A Los Angeles judge hears mixed opinions on Thursday about reducing the sentences for the infamous killers Lyle and Eric Menendez.
The hearing scheduled for Thursday through Friday is set to determine whether the siblings will be able to leave prison on parole nearly 35 years after killing wealthy parents at their Beverly Hills home.
The brother’s lawyer, Mark Jelagos, claims they were completely repaired and paid the debt to society, but district attorney Nathan Hochmann claims that Eric and Lyle have not shown any regrets about the murder and refused to tell their story about killing Jose and Kitty Menendez in self-defense in 1989.
Meanwhile, tensions between the prosecutor and his brother’s family reached a hot pitch.
On Monday, the family’s lawyer filed an appeal with the court to publicly warn the district attorney for showing horrifying photos of Jose’s mutilated body.
The Assistant District Attorney flashed the images at another hearing last Friday without warning the gallery’s family, saying Shock nearly killed Jose Menendez’s 85-year-old sister, Terry Barto.
An elderly woman who traveled from New Jersey to Los Angeles to support her nephew was found unresponsive on Sunday morning and rushed to the hospital in danger.
“In the open court and without prior warning, the prosecutors showed an unedited graphic image of Jose Menendez’s lively body, an act that led to the hospitalization of Terry Barto, the 85-year-old sister of the family present.

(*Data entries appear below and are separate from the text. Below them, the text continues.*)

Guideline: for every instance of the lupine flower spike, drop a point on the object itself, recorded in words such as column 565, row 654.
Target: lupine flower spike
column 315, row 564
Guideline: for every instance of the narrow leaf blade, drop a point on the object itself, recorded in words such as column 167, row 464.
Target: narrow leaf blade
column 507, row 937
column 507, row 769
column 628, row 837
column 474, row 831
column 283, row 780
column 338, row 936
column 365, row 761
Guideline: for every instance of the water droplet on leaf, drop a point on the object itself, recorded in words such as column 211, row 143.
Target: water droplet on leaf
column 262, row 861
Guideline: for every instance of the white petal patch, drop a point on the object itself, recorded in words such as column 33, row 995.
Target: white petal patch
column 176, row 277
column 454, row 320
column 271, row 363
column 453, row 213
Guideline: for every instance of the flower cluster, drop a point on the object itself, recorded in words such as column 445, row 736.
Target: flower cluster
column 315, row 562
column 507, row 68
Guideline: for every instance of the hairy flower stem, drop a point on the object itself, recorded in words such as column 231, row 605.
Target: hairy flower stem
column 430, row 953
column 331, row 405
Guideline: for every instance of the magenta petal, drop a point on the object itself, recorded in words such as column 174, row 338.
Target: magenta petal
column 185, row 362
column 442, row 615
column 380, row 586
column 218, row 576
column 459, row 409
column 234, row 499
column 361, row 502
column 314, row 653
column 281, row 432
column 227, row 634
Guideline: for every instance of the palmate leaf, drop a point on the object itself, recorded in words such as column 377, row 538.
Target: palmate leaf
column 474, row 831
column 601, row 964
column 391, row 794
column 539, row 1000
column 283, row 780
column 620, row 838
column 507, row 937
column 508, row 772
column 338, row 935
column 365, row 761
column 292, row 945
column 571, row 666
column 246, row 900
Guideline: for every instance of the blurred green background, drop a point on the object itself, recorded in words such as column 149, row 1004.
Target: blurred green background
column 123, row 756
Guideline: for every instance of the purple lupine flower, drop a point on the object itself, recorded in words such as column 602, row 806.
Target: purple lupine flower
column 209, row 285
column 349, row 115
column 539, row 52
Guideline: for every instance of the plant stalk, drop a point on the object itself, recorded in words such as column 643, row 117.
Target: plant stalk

“This was not merely cruel. It was a clear violation of our rights under Mercy’s law,” the coalition added, evoking California law that gives victims’ parents the right to fairness, respect and dignity.
The DA’s office issued a statement apologizing for not giving advance warnings before showing the photos, but pointed out that Gory Visual Aids is a fixture in previous lawsuits.
“We repeatedly described the Menendez brothers’ vicious and premeditated actions in public documents. They shot their parents 13 times in the back of their father’s head, setting the stage on a mafia hit within the blissful range of their mother’s face and through the patella,” the DA’s office said.
Court resensing was one of Eric and Lyle’s two paths to freedom, 18 and 21 respectively, with Shotgun going back and forth between his mother and his wealthy music producer father, spending on $15 million in inheritance.
The brothers were found guilty of first-degree murder after two famous trials in the ’90s, but a 2024 Netflix documentary brought their cases back to the spotlight.
That same year, then-school district lawyer George Gascon asked the court, citing new evidence that his father had been sexually abusing for years, and new evidence that both parents might try to hide the truth.
However, after the current Da Nathan Hochman removed Gascón in November, his office dismissed a resentful petition as a hopeless attempt by Gascón to revive the failed campaign, dismissing Menedezes’s self-defense story as a “lie.”